Originally set to begin in the final quarter of this year, this initiative plays a crucial role in efforts to revitalize Thailand’s economy, which experienced a growth rate of 2.3% in the second quarter.

However, following a recent change in government due to the court’s unexpected ousting of Srettha Thavisin as prime minister, there is now uncertainty regarding the timing of the promised stimulus measures.

According to Paetongtarn Shinawatra, Srettha’s ally and successor, a portion of the handout will now be dispensed in cash.

Julapun indicated that 32 million individuals, including vulnerable groups, have registered for the program so far, although those without smartphones are excluded from receiving the funds due to the application-based nature of the initiative.

It remains unclear whether the initial payments, set to occur later in September and financed through the 2024 budget and other sources, will be issued in cash.

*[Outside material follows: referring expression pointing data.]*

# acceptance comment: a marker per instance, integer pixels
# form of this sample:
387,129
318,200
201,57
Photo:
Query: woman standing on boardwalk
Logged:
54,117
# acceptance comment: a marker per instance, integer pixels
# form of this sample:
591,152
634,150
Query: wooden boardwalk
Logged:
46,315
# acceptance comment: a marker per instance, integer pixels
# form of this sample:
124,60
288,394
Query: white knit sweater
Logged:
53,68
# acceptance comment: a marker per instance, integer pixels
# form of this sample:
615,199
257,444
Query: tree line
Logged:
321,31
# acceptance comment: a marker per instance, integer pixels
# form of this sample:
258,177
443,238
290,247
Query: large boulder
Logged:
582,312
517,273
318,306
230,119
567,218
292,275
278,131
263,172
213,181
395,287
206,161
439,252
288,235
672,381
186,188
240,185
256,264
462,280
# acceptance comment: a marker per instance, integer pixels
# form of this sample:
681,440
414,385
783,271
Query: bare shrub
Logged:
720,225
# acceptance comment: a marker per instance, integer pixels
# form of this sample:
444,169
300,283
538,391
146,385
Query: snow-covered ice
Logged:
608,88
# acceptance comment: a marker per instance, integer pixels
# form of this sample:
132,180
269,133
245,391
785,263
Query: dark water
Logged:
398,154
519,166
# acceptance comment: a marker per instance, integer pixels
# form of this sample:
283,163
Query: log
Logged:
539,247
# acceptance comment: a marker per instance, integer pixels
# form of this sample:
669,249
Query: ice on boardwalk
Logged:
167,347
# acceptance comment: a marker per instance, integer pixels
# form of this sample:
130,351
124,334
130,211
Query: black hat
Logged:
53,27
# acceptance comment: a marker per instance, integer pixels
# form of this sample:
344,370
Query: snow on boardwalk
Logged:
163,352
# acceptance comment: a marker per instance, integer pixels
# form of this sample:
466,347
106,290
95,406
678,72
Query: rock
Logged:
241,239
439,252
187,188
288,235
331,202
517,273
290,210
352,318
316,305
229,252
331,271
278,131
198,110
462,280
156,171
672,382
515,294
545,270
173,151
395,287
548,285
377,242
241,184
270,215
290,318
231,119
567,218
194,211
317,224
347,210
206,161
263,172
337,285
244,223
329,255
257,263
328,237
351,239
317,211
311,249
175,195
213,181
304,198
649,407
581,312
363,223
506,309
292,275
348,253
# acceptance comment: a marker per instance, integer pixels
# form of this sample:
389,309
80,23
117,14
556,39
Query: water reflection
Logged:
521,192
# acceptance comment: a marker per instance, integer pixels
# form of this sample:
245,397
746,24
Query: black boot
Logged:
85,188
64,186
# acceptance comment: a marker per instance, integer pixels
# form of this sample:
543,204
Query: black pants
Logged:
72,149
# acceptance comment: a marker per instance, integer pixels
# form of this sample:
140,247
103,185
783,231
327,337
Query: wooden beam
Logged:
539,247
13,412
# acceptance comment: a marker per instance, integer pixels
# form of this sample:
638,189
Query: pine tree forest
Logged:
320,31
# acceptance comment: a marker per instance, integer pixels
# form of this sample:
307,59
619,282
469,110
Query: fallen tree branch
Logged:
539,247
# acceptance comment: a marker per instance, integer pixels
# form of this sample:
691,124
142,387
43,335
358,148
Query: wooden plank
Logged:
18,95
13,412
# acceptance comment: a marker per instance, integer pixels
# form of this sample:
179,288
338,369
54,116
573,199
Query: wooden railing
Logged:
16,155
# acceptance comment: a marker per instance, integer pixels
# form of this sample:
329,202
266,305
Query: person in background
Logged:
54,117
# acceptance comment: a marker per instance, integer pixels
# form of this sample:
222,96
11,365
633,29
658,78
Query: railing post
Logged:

These comments follow Paetongtarn’s commitment over the weekend to immediately stimulate the economy and continue Srettha’s policy direction. Her new government released a policy statement that will be presented to parliament later this week.

The handout scheme has faced criticism from economists, including two former central bank governors, who argue that it is fiscally irresponsible. While the government counters these claims, it has encountered challenges in securing funding sources.

The government maintains that this policy is essential to invigorate the economy, which the central bank anticipates will grow only 2.6% this year, a rise from 1.9% in 2023 but still lagging behind most of its regional counterparts.